始まりの始まりも、今はじまったばかり【二】-(10)

         

 最近、孫崎享さんが『戦後史の正体』(創元社)と『転ばぬ先のツイ』(メディアパル)の二冊の本を出した。
どちらも薦めたい本だが、後者は変わった本で孫崎さんがツイッターで書き溜めたものを編集者が目をつけ、原発・TPP・日米同盟・尖閣・北方と分けて、漫画入りで面白く編んだ本である。

 ツイッターを始めたのでは孫崎さんは大先輩だが、私もおくればせながら孫娘の指導でツイッターを始めたのが2011年2月2日「3.11」の一月ほど前、それからつぶやかなった日は5日だけ、2012年8月17日で15、646件、『毎日更新ブナ林便り』でとりあげたものの題名とアドレスの紹介が主で、たまに感想をいれるぐらいだからフォロワーはそれほど増えないが、ここのところ大体三日で一人ぐらいのペースで、今405人になっている。
筆名はPINUSKORAIE(高麗松)である。
大体一日に40通から50通ぐらい、近ごろはやはり孫娘の忠告で感想をわりといれるようになった。

 さて、愛読している仙台の大沼安史さんの個人新聞『机の上の空から』の今日の分、「みんな楽しくHappyがいい」に、<“8.1福島県民の意見を聴く会全書き起し!>福島市の会社員の遠藤さんが言った、「責任が取れる人たちの手で、きちんと廃炉作業をしていかなければならないし、後世にね、きちんと安全な形で残していかなければならない。

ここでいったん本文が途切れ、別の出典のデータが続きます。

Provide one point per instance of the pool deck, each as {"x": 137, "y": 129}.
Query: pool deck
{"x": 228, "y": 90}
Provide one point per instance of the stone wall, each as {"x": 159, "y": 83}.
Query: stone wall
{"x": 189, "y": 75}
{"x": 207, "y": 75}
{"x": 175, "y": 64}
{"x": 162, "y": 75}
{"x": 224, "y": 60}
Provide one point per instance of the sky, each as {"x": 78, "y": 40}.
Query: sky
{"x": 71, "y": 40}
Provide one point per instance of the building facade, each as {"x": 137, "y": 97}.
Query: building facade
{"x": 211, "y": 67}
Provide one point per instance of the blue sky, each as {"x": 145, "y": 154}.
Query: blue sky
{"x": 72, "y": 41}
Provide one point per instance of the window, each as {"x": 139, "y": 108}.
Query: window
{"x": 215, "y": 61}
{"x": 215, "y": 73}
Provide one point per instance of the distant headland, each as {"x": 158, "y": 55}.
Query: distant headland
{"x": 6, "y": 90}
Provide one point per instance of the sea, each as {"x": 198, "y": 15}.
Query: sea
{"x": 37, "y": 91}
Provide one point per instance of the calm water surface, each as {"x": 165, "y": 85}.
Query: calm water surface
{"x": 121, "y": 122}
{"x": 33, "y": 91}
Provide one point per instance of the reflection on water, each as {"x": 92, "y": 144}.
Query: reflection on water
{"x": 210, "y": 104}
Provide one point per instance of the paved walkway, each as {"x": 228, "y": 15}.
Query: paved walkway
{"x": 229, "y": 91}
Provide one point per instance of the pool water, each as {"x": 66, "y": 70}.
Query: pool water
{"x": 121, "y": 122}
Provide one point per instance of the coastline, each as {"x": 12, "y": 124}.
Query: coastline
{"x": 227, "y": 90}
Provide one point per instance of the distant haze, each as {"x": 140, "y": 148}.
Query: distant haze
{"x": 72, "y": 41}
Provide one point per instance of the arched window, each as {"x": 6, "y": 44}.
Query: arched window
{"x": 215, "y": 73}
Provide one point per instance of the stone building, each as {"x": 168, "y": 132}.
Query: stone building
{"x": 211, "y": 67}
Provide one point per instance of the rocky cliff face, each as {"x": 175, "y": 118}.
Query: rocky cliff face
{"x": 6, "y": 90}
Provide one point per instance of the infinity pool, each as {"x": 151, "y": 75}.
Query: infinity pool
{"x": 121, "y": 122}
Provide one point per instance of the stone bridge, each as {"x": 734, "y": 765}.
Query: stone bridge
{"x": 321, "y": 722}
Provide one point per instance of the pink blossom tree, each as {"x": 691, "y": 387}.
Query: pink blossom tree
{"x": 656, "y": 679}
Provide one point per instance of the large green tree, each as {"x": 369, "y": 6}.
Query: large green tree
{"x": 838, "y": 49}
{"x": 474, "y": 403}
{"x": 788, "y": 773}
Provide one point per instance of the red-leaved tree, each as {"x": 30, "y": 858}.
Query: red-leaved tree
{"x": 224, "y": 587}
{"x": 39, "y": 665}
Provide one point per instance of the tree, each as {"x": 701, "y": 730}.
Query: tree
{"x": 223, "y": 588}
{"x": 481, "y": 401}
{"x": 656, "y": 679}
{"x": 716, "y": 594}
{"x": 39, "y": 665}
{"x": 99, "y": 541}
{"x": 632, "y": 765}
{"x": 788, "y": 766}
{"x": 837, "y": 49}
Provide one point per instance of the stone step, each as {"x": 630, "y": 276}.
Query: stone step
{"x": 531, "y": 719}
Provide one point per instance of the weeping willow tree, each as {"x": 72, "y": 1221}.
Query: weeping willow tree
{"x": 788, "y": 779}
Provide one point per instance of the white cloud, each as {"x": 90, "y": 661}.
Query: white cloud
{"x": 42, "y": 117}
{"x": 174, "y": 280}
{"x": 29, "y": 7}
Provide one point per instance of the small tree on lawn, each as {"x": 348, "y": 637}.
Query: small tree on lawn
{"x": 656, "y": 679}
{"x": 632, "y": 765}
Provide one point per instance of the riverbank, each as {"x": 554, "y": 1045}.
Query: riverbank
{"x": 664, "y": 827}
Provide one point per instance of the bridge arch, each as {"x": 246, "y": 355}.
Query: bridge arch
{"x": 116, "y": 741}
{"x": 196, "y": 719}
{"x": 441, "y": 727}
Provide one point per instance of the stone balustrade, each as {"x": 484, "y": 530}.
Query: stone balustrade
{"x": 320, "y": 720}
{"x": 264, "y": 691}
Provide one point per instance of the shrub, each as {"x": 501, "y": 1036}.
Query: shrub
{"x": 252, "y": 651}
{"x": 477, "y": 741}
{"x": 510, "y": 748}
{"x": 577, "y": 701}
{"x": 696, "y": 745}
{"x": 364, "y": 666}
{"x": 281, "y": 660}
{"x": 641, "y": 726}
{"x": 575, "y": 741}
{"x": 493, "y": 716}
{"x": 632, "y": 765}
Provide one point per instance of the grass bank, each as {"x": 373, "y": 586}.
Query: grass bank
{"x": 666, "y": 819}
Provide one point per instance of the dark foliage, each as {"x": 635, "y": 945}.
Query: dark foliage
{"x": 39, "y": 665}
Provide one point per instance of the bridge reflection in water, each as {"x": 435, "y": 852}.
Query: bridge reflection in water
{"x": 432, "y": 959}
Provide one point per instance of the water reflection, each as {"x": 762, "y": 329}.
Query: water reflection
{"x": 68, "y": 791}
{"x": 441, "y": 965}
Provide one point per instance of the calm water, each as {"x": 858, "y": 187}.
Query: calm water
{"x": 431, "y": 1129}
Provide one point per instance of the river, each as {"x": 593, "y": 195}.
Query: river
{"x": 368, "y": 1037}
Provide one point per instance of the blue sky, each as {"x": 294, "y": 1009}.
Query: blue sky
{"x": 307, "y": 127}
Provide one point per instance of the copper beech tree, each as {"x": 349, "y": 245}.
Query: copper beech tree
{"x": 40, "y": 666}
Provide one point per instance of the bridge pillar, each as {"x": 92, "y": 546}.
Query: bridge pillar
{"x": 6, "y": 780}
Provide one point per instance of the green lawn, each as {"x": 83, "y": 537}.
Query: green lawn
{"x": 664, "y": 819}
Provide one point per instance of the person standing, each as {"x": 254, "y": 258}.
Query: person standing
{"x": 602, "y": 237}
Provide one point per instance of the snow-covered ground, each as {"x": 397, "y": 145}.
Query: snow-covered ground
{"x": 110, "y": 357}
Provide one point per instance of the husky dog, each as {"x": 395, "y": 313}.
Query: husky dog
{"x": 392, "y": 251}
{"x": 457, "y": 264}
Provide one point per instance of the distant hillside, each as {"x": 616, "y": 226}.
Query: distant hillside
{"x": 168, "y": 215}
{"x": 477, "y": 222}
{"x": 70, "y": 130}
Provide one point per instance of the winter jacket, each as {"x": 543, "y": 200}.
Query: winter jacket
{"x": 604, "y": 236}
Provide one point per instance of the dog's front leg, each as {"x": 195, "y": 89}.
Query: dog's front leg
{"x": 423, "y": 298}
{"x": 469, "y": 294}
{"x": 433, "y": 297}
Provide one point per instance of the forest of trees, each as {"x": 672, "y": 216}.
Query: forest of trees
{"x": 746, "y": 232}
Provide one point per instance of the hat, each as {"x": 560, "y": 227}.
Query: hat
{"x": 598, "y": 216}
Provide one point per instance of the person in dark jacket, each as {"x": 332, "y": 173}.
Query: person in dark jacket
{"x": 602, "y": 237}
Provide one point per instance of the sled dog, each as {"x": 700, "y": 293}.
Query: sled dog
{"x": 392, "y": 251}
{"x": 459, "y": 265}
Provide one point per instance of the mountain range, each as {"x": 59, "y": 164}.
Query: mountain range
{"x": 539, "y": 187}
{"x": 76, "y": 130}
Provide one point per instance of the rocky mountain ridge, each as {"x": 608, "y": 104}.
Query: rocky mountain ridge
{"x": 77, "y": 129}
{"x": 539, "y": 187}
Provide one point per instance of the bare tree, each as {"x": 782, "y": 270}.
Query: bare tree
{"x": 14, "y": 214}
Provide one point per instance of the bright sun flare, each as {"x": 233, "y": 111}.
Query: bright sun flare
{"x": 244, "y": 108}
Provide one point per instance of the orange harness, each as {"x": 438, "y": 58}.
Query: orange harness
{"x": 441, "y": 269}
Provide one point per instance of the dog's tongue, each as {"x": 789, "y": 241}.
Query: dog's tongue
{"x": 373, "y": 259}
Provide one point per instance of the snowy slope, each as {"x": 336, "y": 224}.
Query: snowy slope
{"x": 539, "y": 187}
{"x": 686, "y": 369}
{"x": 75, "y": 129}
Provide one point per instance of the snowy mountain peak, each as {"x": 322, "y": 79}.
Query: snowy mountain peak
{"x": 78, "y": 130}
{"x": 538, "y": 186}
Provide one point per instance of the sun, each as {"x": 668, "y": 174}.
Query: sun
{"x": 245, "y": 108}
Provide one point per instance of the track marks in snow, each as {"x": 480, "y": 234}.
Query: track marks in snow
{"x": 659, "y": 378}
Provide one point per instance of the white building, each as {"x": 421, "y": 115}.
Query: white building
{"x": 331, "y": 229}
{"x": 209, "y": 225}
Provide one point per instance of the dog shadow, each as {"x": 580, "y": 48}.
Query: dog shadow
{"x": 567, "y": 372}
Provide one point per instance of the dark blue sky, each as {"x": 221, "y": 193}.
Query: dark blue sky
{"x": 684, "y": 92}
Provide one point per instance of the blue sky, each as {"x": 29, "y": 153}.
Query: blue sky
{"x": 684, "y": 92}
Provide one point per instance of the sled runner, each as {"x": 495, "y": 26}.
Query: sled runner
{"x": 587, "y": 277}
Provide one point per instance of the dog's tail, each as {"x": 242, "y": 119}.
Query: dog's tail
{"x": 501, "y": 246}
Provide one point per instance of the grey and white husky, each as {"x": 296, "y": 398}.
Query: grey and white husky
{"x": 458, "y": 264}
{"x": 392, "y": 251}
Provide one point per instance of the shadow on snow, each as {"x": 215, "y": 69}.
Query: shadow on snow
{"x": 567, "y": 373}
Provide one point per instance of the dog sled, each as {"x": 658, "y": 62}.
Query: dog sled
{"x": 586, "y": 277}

私はそういうふうに思っています。・・・・分りましたか」。
この意見はパートⅠ:「命を削ってつくらなきゃならないエネルギーなんておかしいでしょう!」→もうひとつ伊達市芳賀さんの意見――パートⅡ「今の私たちなら正しい選択ができるんだから・・・」→やはり福島県の市民からはちゃんと具体的な意見がだされている。ツイッターに戻ると、今日8月6日の孫崎享さんは官邸前デモについて、3つのツイートでこう書いている。

(「2012年と1960年――国民の怒りが政権を打倒する日」
(対談・孫崎×高橋洋一×長谷川幸洋)、本日発売『週刊ポスト』、「今回のデモと60年安保をどう比較するか」)

<孫崎:60年安保は組織化されてた学生は用意されたバスや電車でデモに行き労働者は組合活動として参加し、新聞等のメディアも支援ある意味、反体制という体制に乗せられていた。一方、今のデモは原発再稼動反対から始まり何かおかしい日本を動かしているものが何か違うぞ、と個人が判断している。だから一人一人が地下鉄でふらっと来て, デモに参加してふらっと帰っていく、かつてのように熱に浮かされて感じでない。参加者はどちらかというとクール、誰かに動かされることを最も嫌う人達が個人の判断で加わり,発言していく。デモという形式は同じでも何者かに操作されているのではなく、動かしている力が個人個人の判断、この流れはどこかで打ち切りになることはない。>

 板垣雄三が、とくに2011年から2012年1月にかけて、中東から世界各地に異議申し立て・抗議する市民として立ち上がった市民たちーさまざまな媒体に記録されたり踊ったりした映像・音声・メッセージ・プラカード・歌.・詩などから、かれらの表情・身ぶり・行動・意見・要求・願い・未来像を手がかりに整理してみて、板垣は、きわだった特徴があることを悟り、その後はその見方をたしかめる検証作業をすすめた。そして、項目別にならべてくれた。
これはすでに2012年5月3日(木曜日)の「始まりの始まりも、今はじまったばかり【二】―(5) 」で紹介している。少し長くなるが大事なことゆえ再録させていただこう。前に紹介したものは『DAYS JAPAN』2012年4月号掲載のもので、いくつもの誤りがあり、のちに板垣自身の正文がPDFで掲載された。
その板垣正文による。

●“サティヤーグラハ”(サンスクリット語起源の言葉、真理への執着・こだわり=愛と勇気)の運動によって、世界変革と自己変革を同時並行ですすめる非暴力の不服従をつらぬき、不正な権力に身をさらして抗議し抵抗する直接行動。この“サティヤーグラハ”は、20世紀初めマハートマ・ガンディーが南アフリカやインドで指導した解放運動において、インド人ムスリム同砲と協力する中から編み出した抵抗方式でした。暴力を絶対に使わないのは、すぐ暴力にはしるよりはるかに勇気が要る,ゆたかな愛の行為だということ、わかりますね。自分(の生き方)を変えることによって世界(のあり方)を変えよう、人間の倫理と世界の革命とを組みあわせよう、というのです。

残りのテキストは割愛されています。